# Oompapa mao mao elvira!



## Mitchellmania (Feb 14, 2002)

Here's my Elvira- I didn't have my tripod, so I had to use the flash (flash always blows out colors, and her stockings look darker than they are)- But, a Fun kit!
Adam did a great job on her likeness!


----------



## LGFugate (Sep 11, 2000)

Sweet! I just got my Elvira, and can't wait to get started on her, especially after seeing the buildups here on HobbyTalk!

Larry


----------



## Trekkriffic (Mar 20, 2007)

Cool! She looks like death warmed over nicely!

P.S. Am I blind or is the "the" in the sign missing an "h"?


----------



## PF Flyer (Jun 24, 2008)

Great job. Nice skin tones. These build-ups keep showing up on Hobbytalk....I'm going to have to break down and buy this kit. Great model for the man cave.


----------



## RMC (Aug 11, 2004)

nice work !


----------



## Mitchellmania (Feb 14, 2002)

Trekkriffic said:


> Cool! She looks like death warmed over nicely!
> 
> P.S. Am I blind or is the "the" in the sign missing an "h"?


I should have looked at more photos of her- she has pale make up on her face and boobies- I made her look like Lilly Munster! lol! well next time! D'Oh! Thanks for catching it, but I'm too lazy to fix it! LOL!


----------



## irishtrek (Sep 17, 2005)

I don't think the Oak Ridge Boys had this particular Elvira in mind when the recorded their hit song "Elvira" as the title of this thread would indicate.


----------



## rat salad (Oct 18, 2004)

Sexy! Love the black stockings! Great job, bud.
One day I will get around to this kit too.


----------



## northjason (May 10, 2003)

irishtrek said:


> I don't think the Oak Ridge Boys had this particular Elvira in mind when the recorded their hit song "Elvira" as the title of this thread would indicate.


As a kid, though, I know I naturally assumed it did.

Kind of like Ozzy Osbourn's "Iron Man". You know it has nothing to do with the character, but it just _feels_ like it does.


----------



## Mitchellmania (Feb 14, 2002)

irishtrek said:


> I don't think the Oak Ridge Boys had this particular Elvira in mind when the recorded their hit song "Elvira" as the title of this thread would indicate.
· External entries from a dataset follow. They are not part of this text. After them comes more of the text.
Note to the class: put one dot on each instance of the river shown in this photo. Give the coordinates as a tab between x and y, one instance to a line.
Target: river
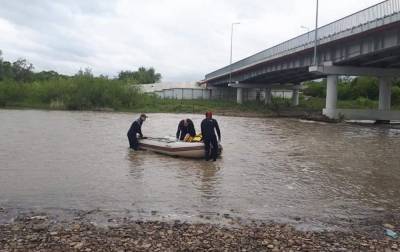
315	175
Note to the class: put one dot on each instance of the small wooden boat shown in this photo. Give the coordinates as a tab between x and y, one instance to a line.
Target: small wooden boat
171	147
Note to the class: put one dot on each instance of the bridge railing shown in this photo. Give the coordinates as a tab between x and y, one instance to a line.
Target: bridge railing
370	15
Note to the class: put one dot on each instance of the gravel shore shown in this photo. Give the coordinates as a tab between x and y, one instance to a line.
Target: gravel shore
42	233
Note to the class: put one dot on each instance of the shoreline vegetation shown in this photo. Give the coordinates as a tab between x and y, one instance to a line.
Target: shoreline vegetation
21	87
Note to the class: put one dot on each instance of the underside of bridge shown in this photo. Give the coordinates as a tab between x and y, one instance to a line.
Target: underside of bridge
373	52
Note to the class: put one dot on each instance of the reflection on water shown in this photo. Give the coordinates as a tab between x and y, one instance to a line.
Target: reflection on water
271	169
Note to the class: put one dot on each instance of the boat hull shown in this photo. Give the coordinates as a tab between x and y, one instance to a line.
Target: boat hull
173	148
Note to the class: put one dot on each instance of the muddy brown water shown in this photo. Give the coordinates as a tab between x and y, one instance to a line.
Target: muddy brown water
285	170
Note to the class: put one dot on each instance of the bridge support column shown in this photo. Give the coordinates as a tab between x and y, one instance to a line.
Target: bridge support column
268	96
295	97
239	95
331	96
385	93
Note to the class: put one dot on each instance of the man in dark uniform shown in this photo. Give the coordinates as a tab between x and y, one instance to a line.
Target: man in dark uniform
185	127
208	128
136	128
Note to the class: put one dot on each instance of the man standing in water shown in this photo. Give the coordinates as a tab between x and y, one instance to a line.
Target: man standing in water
208	128
185	127
134	130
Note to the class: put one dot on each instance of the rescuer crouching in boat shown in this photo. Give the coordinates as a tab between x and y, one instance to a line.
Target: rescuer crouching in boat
208	128
186	131
134	130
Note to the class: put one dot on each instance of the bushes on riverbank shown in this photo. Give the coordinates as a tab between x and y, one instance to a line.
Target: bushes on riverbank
77	93
361	92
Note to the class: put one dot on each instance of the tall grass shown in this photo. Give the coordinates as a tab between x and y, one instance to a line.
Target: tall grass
77	93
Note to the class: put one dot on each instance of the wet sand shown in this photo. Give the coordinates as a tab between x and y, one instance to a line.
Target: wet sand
32	232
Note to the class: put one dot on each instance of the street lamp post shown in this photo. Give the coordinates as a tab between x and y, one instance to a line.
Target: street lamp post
308	31
230	61
316	36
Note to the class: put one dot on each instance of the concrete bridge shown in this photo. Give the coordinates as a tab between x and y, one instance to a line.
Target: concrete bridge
366	43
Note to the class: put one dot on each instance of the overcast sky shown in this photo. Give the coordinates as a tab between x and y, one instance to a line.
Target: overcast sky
181	39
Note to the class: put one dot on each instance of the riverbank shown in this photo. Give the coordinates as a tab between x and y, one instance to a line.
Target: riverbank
45	233
218	107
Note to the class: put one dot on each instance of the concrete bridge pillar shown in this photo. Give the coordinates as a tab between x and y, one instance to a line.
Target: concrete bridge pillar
239	95
295	96
385	93
331	96
268	96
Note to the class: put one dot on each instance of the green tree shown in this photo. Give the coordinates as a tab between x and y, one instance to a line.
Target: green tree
23	70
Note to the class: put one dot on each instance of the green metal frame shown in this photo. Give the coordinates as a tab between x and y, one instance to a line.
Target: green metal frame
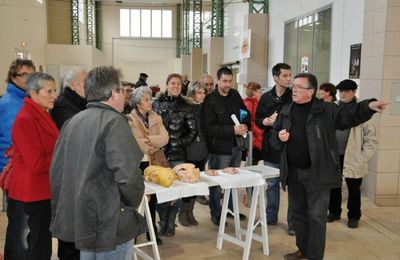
89	21
258	6
178	30
217	18
186	8
75	21
197	24
98	28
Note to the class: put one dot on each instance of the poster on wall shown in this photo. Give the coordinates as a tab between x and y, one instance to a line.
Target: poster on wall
355	61
245	45
304	64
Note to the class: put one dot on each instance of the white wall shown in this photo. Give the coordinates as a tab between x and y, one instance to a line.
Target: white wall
347	28
21	21
156	57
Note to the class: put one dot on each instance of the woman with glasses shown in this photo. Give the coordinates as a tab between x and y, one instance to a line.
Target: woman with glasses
151	135
34	135
178	119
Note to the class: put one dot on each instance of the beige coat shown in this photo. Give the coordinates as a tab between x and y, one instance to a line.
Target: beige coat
360	148
157	135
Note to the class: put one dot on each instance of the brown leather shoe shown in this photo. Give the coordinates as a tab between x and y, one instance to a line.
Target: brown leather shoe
295	256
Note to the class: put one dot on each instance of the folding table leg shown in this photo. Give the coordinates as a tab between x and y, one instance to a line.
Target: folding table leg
221	229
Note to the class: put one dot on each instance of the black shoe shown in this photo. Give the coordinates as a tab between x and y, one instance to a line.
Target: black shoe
241	216
202	200
216	221
352	223
332	217
295	256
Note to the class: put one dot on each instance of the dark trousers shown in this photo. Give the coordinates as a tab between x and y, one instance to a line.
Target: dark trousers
354	200
39	237
309	204
17	231
152	201
67	251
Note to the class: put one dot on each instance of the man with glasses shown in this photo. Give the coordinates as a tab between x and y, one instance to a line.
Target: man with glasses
304	132
10	104
208	81
268	108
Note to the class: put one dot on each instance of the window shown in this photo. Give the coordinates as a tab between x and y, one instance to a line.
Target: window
145	23
307	44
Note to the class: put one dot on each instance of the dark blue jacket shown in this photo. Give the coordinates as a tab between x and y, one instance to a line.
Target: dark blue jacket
10	104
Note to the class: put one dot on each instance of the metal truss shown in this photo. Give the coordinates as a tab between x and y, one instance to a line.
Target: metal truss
197	24
217	18
89	21
258	6
75	21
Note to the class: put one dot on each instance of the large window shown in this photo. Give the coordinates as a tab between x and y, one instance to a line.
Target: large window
308	44
145	23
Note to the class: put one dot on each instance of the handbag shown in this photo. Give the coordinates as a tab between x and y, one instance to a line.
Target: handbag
242	142
158	157
5	173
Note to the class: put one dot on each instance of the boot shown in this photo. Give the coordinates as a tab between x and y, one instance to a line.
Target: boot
163	222
190	215
170	229
183	214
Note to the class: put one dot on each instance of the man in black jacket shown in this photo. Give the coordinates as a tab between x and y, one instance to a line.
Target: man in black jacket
72	99
221	132
268	108
304	131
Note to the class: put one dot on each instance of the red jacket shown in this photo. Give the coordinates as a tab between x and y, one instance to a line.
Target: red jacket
251	104
34	136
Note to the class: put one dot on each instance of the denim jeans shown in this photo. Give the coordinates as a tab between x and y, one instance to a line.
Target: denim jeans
16	244
273	199
221	161
122	252
170	205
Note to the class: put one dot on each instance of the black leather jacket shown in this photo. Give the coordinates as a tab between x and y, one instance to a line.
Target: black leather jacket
179	120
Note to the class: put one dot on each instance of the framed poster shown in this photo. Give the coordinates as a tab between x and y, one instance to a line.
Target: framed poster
355	61
245	45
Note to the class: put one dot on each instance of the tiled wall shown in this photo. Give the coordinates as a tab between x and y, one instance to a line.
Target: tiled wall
379	71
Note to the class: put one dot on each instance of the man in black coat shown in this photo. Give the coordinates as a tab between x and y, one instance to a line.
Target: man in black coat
304	131
268	108
72	99
221	132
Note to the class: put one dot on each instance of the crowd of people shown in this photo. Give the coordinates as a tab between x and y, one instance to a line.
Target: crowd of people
78	158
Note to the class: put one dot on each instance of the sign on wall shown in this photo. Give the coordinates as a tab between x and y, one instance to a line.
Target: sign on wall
355	61
245	45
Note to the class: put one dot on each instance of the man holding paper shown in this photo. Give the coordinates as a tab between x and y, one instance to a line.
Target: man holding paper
223	135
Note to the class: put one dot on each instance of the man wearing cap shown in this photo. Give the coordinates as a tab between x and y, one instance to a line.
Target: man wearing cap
356	147
142	80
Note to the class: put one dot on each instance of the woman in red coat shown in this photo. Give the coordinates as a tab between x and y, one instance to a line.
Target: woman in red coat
253	93
34	135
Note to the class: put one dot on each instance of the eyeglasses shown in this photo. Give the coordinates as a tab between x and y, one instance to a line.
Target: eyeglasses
23	74
299	87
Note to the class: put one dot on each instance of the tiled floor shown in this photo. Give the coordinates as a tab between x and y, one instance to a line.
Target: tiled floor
378	237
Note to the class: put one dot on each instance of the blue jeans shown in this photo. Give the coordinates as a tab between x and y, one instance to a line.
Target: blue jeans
221	161
273	199
16	245
122	252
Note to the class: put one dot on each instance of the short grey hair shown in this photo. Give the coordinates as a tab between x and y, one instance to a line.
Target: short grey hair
195	86
35	81
71	75
138	94
100	82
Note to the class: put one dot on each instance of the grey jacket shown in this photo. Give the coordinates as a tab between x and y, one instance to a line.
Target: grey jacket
95	180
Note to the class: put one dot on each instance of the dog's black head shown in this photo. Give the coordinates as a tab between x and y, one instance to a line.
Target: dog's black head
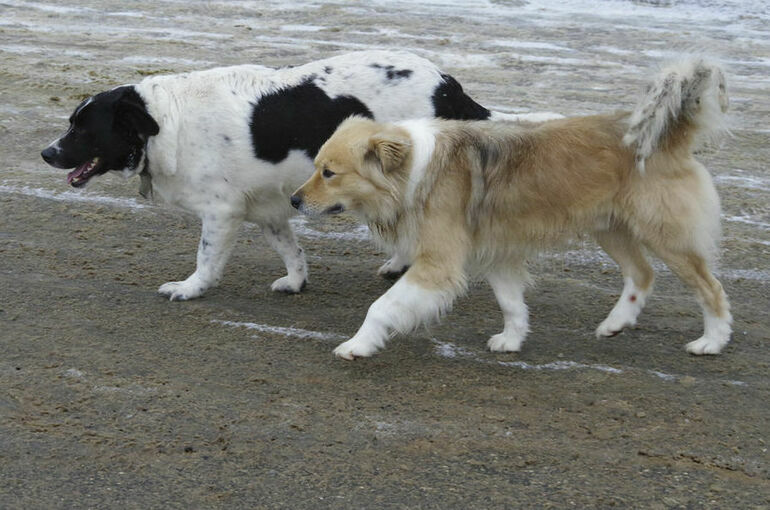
107	132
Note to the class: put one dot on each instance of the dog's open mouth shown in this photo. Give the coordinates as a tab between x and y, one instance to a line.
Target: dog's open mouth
81	174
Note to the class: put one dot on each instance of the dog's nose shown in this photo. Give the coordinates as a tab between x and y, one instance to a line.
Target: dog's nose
48	154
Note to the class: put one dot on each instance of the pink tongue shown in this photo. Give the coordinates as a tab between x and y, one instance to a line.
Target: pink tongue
77	172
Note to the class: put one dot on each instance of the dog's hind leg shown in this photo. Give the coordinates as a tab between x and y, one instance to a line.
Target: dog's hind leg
693	269
508	287
637	279
216	244
281	237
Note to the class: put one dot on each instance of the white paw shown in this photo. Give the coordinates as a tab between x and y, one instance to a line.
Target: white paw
393	268
613	325
505	343
355	348
706	345
182	291
288	285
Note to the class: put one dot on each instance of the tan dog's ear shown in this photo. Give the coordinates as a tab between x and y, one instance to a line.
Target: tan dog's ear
389	149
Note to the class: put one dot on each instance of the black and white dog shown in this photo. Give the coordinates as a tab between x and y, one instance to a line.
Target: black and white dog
231	144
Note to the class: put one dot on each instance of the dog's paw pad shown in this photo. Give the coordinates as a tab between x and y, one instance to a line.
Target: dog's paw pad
180	291
612	326
284	284
505	343
705	345
353	349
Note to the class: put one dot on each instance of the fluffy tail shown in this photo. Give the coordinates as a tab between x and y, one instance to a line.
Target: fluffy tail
687	100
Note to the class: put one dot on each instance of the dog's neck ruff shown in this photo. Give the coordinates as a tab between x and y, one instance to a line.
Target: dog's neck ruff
423	135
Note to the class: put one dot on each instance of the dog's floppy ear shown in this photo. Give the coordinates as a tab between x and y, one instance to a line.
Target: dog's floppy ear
131	110
389	149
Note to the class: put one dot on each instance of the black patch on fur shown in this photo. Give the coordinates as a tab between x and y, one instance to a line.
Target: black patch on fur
391	73
450	102
301	117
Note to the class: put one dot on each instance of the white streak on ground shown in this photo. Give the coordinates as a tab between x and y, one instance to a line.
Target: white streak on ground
450	350
283	331
72	196
300	226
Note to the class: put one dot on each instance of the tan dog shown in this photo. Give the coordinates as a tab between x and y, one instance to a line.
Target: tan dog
468	200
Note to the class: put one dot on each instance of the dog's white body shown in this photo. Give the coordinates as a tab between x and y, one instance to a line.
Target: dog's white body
465	200
203	159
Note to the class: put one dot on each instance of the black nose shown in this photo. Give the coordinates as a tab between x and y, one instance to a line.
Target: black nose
48	154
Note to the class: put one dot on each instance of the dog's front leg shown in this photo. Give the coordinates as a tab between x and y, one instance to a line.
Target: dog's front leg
281	238
394	267
216	243
405	306
508	286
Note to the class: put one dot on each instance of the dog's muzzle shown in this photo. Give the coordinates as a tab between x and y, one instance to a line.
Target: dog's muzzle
49	155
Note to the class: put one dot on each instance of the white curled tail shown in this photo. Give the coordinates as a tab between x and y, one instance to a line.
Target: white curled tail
686	101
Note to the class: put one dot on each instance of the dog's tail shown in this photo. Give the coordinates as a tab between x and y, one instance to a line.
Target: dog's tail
685	102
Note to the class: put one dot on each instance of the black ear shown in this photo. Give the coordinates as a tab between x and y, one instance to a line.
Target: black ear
131	110
390	149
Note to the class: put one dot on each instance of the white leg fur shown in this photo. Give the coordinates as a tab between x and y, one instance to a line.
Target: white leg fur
509	291
216	243
281	238
402	308
716	334
396	265
625	311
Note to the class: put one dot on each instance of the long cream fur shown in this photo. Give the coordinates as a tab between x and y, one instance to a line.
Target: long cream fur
466	200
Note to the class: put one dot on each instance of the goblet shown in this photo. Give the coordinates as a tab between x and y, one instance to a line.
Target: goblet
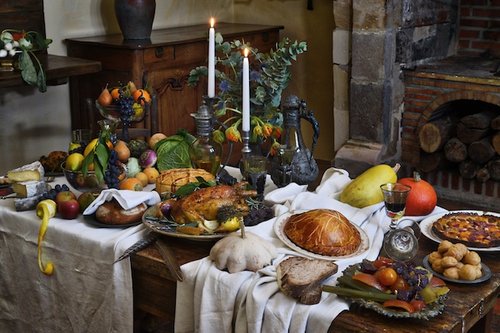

I just wanted my title to be more interesting than "Another Elvira Build up"
I'm not a country music fan, BTW


----------



## Gemini1999 (Sep 25, 2008)

Nice build...but that song title you have in the thread title... It's "Papa Ooo Mau Mau...":






Just thought you might enjoy it..

Bryan


----------



## zike (Jan 3, 2009)

Gemini1999 said:


> Nice build...but that song title you have in the thread title... It's "Papa Ooo Mau Mau...":



No, it's not.

The original post is correct.

He's not referencing the song you posted. He's referencing this song (check the chorus starting at 1:07):


----------



## Night-Owl (Mar 17, 2000)

Cool build up Mitch!


----------



## Mitchellmania (Feb 14, 2002)

Thanks!


----------